Я быстро переоделся и залез в шкаф. Было темно, как в лифте. Я по старой привычке закрыл глаза, но из - за всех сил пытался не уснуть. Так я просидел минут двадцать – видимо, Саша решил попить чайку. Но вот я слышу: «Проходите, присаживайтесь». Слышу звук монеток, которые падают в Сашин карман, пытаюсь не засмеяться... «Дамы и господа, леди и джентельмены! С наступающим Новым годом! Третий звонок. Встречайте, на сцене Платон...», - выждав, когда пройдут аплодисменты, я вылез из шкафа, но оказалась, что в комнате тоже полная темнота. Я очень сильно испугался, подумал, что забыл открыть глаза. Но тут Саша резко включает свет – видимо, хотел сделать театральную темноту перед выступлением. Я успокоился по поводу темноты, поднял глаза на «зал», сидящий вчетвером максимально тесно на детском диване, и снова испугался - но уже зрителей...
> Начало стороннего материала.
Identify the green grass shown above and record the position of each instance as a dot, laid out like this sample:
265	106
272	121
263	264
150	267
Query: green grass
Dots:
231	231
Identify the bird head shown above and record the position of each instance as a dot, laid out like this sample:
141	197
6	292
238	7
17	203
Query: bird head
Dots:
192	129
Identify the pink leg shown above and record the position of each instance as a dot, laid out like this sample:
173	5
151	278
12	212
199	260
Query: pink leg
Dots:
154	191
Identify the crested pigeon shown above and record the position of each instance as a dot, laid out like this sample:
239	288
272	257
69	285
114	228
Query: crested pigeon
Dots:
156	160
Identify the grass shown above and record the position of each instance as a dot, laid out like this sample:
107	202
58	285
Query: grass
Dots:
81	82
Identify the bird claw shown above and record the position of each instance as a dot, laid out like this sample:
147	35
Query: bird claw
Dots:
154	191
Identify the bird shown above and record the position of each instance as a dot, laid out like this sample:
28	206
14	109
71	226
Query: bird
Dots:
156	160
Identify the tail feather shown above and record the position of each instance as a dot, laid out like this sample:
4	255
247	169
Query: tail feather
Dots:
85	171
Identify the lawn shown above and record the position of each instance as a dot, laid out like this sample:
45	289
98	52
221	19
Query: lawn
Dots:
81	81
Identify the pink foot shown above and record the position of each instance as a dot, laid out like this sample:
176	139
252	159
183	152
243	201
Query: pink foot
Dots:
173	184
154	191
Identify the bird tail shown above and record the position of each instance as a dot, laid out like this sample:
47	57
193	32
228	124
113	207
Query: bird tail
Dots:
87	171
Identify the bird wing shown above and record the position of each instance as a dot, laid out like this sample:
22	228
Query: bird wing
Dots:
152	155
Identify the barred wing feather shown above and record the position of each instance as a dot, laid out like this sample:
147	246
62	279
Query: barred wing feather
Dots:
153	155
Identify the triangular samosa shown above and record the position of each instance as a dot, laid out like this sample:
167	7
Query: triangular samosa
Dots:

Как прошло само выступление, я, конечно же, не помню. Мне сейчас двадцать пять лет, бывает такое, что я выхожу на театральную сцену - но до сих пор не научился запоминать, что было на ней...
Овации. Я выхожу на бис и по нашему уговору с продюсером читаю ещё одно стихотворение. Снова аплодисменты. Я кланяюсь. И убегаю из комнаты. Все вдруг охнули, испугавшись за то, что я снова упаду. Но нет, я добежал до туалета, без единого падения. Привычка, после представления, сразу идти в туалет, осталась у моего организма, до сих пор. Закончив все свои дела, в данном «заведении», я вначале открыл дверь, а потом надел колготки (не знаю почему, но в детстве я делал так всегда, хотя может и сейчас делаю так же). За дверью стоял папа, он протянул мне руку и сказал: «С премьерой!»
Второе выступление, уже на большую публику, прошло примерно так же. Я старался не уснуть в шкафу, один раз за день упал, и все так же после аплодисментов захотел в туалет. Так прошли мои первые в жизни новогодние елки. Продюсер оказался человеком честным, и мы поделили все деньги пополам, получилось ровно по восемьдесят пять рублей.